The fluorophore quantity is far higher than that used for capillaries inserted into the mouse. This is calculated based on the fact that in the animal, 1% of the injected dose is targeted per gram of tumor, that is, 100 pmol/g tumor. Moreover, highly diseased lungs weigh around 1 g so the maximum quantity for any tumor is 1 g.

We show in Figure 11 the results from two mice; the distribution obtained (small distinct tumoral sites in mouse no. 5 and a unique large site in mouse no. 6) was confirmed by the subsequent autopsy. As these tumours are not visible in XCT, only qualitative localization accuracy can be concluded. The fluorescence level has been quantified by FRI on the lungs after excision and confirms the reconstruction results.
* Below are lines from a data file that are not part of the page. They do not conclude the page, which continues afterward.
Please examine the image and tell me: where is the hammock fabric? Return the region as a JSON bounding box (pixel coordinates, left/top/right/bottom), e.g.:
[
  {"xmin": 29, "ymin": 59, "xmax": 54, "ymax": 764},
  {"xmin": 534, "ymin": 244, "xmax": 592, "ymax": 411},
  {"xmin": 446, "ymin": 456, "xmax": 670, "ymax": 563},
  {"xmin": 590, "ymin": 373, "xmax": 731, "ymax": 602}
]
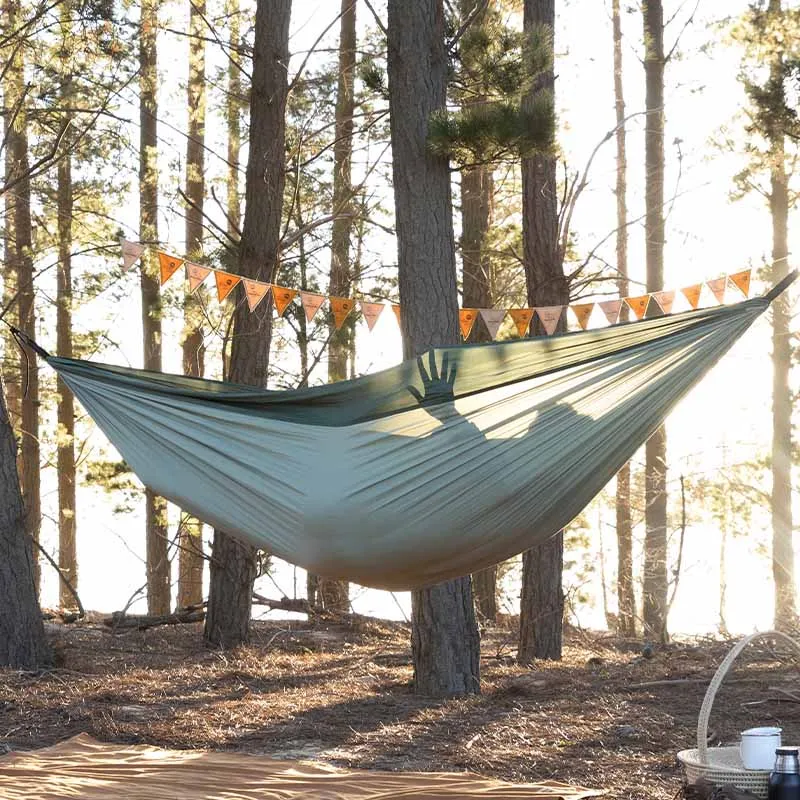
[{"xmin": 29, "ymin": 275, "xmax": 794, "ymax": 589}]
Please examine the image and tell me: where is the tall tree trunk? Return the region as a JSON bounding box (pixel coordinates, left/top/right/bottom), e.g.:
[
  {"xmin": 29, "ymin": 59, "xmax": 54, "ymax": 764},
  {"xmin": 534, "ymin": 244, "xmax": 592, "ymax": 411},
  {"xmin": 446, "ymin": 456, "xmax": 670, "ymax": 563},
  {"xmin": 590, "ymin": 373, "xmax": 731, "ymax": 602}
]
[
  {"xmin": 139, "ymin": 0, "xmax": 170, "ymax": 614},
  {"xmin": 767, "ymin": 0, "xmax": 797, "ymax": 630},
  {"xmin": 388, "ymin": 0, "xmax": 480, "ymax": 697},
  {"xmin": 178, "ymin": 0, "xmax": 206, "ymax": 608},
  {"xmin": 205, "ymin": 0, "xmax": 292, "ymax": 647},
  {"xmin": 0, "ymin": 383, "xmax": 51, "ymax": 669},
  {"xmin": 642, "ymin": 0, "xmax": 669, "ymax": 642},
  {"xmin": 56, "ymin": 14, "xmax": 78, "ymax": 608},
  {"xmin": 6, "ymin": 0, "xmax": 42, "ymax": 592},
  {"xmin": 316, "ymin": 0, "xmax": 356, "ymax": 611},
  {"xmin": 459, "ymin": 0, "xmax": 497, "ymax": 621},
  {"xmin": 517, "ymin": 0, "xmax": 569, "ymax": 664},
  {"xmin": 611, "ymin": 0, "xmax": 636, "ymax": 636},
  {"xmin": 225, "ymin": 0, "xmax": 242, "ymax": 239}
]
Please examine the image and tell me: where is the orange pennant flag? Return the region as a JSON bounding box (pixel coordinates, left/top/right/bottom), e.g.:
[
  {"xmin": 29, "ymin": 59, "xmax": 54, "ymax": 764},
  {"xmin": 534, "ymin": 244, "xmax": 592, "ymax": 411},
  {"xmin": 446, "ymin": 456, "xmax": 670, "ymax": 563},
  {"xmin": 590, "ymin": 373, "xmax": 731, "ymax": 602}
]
[
  {"xmin": 329, "ymin": 297, "xmax": 355, "ymax": 331},
  {"xmin": 458, "ymin": 308, "xmax": 478, "ymax": 339},
  {"xmin": 214, "ymin": 269, "xmax": 241, "ymax": 303},
  {"xmin": 728, "ymin": 269, "xmax": 753, "ymax": 297},
  {"xmin": 706, "ymin": 275, "xmax": 728, "ymax": 305},
  {"xmin": 186, "ymin": 261, "xmax": 211, "ymax": 293},
  {"xmin": 272, "ymin": 284, "xmax": 297, "ymax": 317},
  {"xmin": 570, "ymin": 303, "xmax": 594, "ymax": 331},
  {"xmin": 625, "ymin": 294, "xmax": 650, "ymax": 319},
  {"xmin": 681, "ymin": 283, "xmax": 703, "ymax": 308},
  {"xmin": 597, "ymin": 300, "xmax": 622, "ymax": 325},
  {"xmin": 300, "ymin": 292, "xmax": 325, "ymax": 322},
  {"xmin": 242, "ymin": 278, "xmax": 269, "ymax": 311},
  {"xmin": 358, "ymin": 300, "xmax": 386, "ymax": 330},
  {"xmin": 478, "ymin": 308, "xmax": 506, "ymax": 339},
  {"xmin": 653, "ymin": 291, "xmax": 675, "ymax": 314},
  {"xmin": 508, "ymin": 308, "xmax": 533, "ymax": 337},
  {"xmin": 119, "ymin": 239, "xmax": 144, "ymax": 272},
  {"xmin": 536, "ymin": 306, "xmax": 564, "ymax": 336},
  {"xmin": 158, "ymin": 250, "xmax": 184, "ymax": 286}
]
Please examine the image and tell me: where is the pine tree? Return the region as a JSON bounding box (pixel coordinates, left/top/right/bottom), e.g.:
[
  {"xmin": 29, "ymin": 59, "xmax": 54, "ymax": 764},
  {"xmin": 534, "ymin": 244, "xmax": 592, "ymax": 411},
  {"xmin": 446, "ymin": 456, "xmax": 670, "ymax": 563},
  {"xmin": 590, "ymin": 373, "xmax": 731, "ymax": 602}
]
[
  {"xmin": 642, "ymin": 0, "xmax": 669, "ymax": 642},
  {"xmin": 178, "ymin": 0, "xmax": 206, "ymax": 608},
  {"xmin": 139, "ymin": 0, "xmax": 170, "ymax": 614},
  {"xmin": 205, "ymin": 0, "xmax": 291, "ymax": 647}
]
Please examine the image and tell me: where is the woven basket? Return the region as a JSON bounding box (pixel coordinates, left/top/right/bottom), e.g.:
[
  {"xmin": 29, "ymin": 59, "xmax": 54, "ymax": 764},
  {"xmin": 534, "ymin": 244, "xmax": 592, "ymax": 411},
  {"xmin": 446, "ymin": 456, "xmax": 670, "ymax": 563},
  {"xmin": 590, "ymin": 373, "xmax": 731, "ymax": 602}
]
[{"xmin": 678, "ymin": 631, "xmax": 800, "ymax": 798}]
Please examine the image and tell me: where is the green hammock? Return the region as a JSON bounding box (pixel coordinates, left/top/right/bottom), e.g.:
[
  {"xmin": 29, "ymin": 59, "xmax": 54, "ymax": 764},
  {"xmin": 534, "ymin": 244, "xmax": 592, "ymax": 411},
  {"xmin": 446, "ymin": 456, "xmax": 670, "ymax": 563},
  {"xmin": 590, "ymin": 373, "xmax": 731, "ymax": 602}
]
[{"xmin": 26, "ymin": 276, "xmax": 793, "ymax": 589}]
To verify that the fluorescence observed was specific, a control healthy mouse, mouse no. 7, was measured and the results are presented in Figure 12 on the same scale as Figure 11. The detected fluorescence is far lower than for tumour-bearing mice no. 5 and no. 6.

Figure 11: Experiment on tumour-bearing mice, small distinct tumoral sites in the lungs of mouse no. 5 (a, b), and a unique large sites in the lungs of mouse no. 6 (c, d).
Figure 12: Experiment on healthy control mouse no. 7, with the same experimental protocol in Figure 11 for mice no. 5 and no. 6.
4.3. In Vivo Measurements on Tumor-Bearing Mice

Three in vivo measurements were conducted on nude mice bearing tumor xenografts using the industrial prototype. C51 tumor cells were implanted subcutaneously close to the base of the spine or at the thigh, ten days prior to measuring. Two of the mice were injected with two doses of 1 nmol Prosense 680 (VisEn Medical) via the tail vein. Prosense 680 is a probe that is activated by proteases and in particular by cathepsin, which is overexpressed in the tumor cells used here. The first dose of 1 nmol was injected approximately 48 hours and the second 24 hours before imaging. The third mouse served as a control and did not receive any injection of contrast agent. Before performing the fDOT measurements, food was withdrawn for four hours.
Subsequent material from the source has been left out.